MalFlows introduces a context-aware fusion method for heterogeneous flow semantics in Android malware detection, leveraging a novel HIN embedding technique and deep neural networks to improve accuracy over existing methods.

Contribution

The paper presents MalFlows, the first comprehensive approach to integrate diverse flow semantics using HIN and flow2vec for enhanced malware detection accuracy.

Findings

MalFlows outperforms baseline methods on large-scale dataset.

Flow2vec effectively learns accurate app representations.

Heterogeneous flow fusion improves malware detection precision.

Abstract

Static analysis, a fundamental technique in Android app examination, enables the extraction of control flows, data flows, and inter-component communications (ICCs), all of which are essential for malware detection. However, existing methods struggle to leverage the semantic complementarity across different types of flows for representing program behaviors, and their context-unaware nature further hinders the accuracy of cross-flow semantic integration. We propose and implement MalFlows, a novel technique that achieves context-aware fusion of heterogeneous flow semantics for Android malware detection. Our goal is to leverage complementary strengths of the three types of flow-related information for precise app profiling.

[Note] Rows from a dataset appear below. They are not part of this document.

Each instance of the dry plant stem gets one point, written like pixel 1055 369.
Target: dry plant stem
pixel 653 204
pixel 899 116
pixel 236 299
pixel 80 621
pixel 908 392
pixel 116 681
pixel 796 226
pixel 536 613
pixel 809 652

We adopt a heterogeneous information network (HIN) to model the rich semantics across these program flows. We further propose flow2vec, a context-aware HIN embedding technique that distinguishes the semantics of HIN entities as needed based on contextual constraints across different flows and learns accurate app representations through the joint use of multiple meta-paths. The representations are finally fed into a channel-attention-based deep neural network for malware classification. To the best of our knowledge, this is the first study to comprehensively aggregate the strengths of diverse flow-related information for assessing maliciousness within apps. We evaluate MalFlows on a large-scale dataset comprising over 20 million flow instances extracted from more than 31,000 real-world apps. Experimental results demonstrate that MalFlows outperforms representative baselines in Android malware detection, and meanwhile, validate the effectiveness of flow2vec in accurately learning app representations from the HIN constructed over the heterogeneous flows.